Find the best match

barnabeck · October 4, 2022, 3:23pm

I have 2 tables (ID, Name / both Key Columns) of 2 independent sistems that carry more or less the same information but using another nomenclature for the naming and different Identificators ID.
I need to get the best guess for what ID corresponds to the ID of the master system.

example:
Table1: ID = 100, Name = 'Red Green Purple'
Table2: ID = 200, Name = 'Green Purple Black'
I want that for ID = 100 to be returned ID, 66% as 2 out of the 3 words match that master ID (in case that there isn't a better match)

My approach is:

Split the Name into its components (cross apply String_Split(name,' ')) for Table1
Link the result to Table2: left outer join Table2 b on b.NAME like '%' + a.value + '%')

This gives me basically all the records I need to consider. The rest should be only countig and comparing in order to get the best guess for the correlation between the 2 ID's. Unfortunately I don't see how to do this step.

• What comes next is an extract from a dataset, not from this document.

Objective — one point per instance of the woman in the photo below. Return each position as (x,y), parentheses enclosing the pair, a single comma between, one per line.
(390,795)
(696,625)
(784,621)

It's a mapping process with not identical names.

Here is some sample data:

IF OBJECT_ID('tempdb..#tbl1') IS NOT NULL
DROP TABLE #tbl1
CREATE TABLE #tbl1 (id int, name nvarchar(30))

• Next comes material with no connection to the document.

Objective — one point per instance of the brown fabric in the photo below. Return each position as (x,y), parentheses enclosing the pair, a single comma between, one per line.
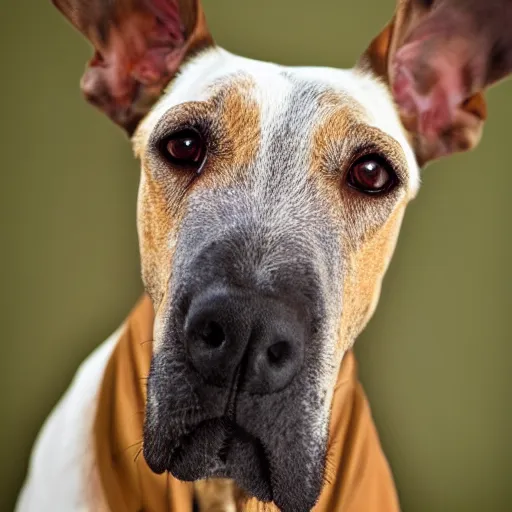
(358,476)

INSERT INTO #tbl1 (id, name) Values (100, 'red green purple')
INSERT INTO #tbl1 (id, name) Values (101, 'blue red')
INSERT INTO #tbl1 (id, name) Values (102, 'brown black')
INSERT INTO #tbl1 (id, name) Values (103, 'orange green')

IF OBJECT_ID('tempdb..#tbl2') IS NOT NULL
DROP TABLE #tbl2
CREATE TABLE #tbl2 (id int, name nvarchar(30))

INSERT INTO #tbl2 (id, name) Values (200, 'black green')
INSERT INTO #tbl2 (id, name) Values (201, 'red blue')
INSERT INTO #tbl2 (id, name) Values (202, 'red black')
INSERT INTO #tbl2 (id, name) Values (203, 'orange brown red green')

;with data as (
select id, name, Value
from #tbl1
cross apply String_Split(name,' ')),

match as (
select a.id, a.name, a.Value, b.name as master_name, b.id as master_ID
from data a
left outer join #tbl2 b on b.NAME like '%' + a.value + '%')

select * from match

The result I want for this sample wuld be this: (in case multiple records have the same match quality, I want all of them to be displayed)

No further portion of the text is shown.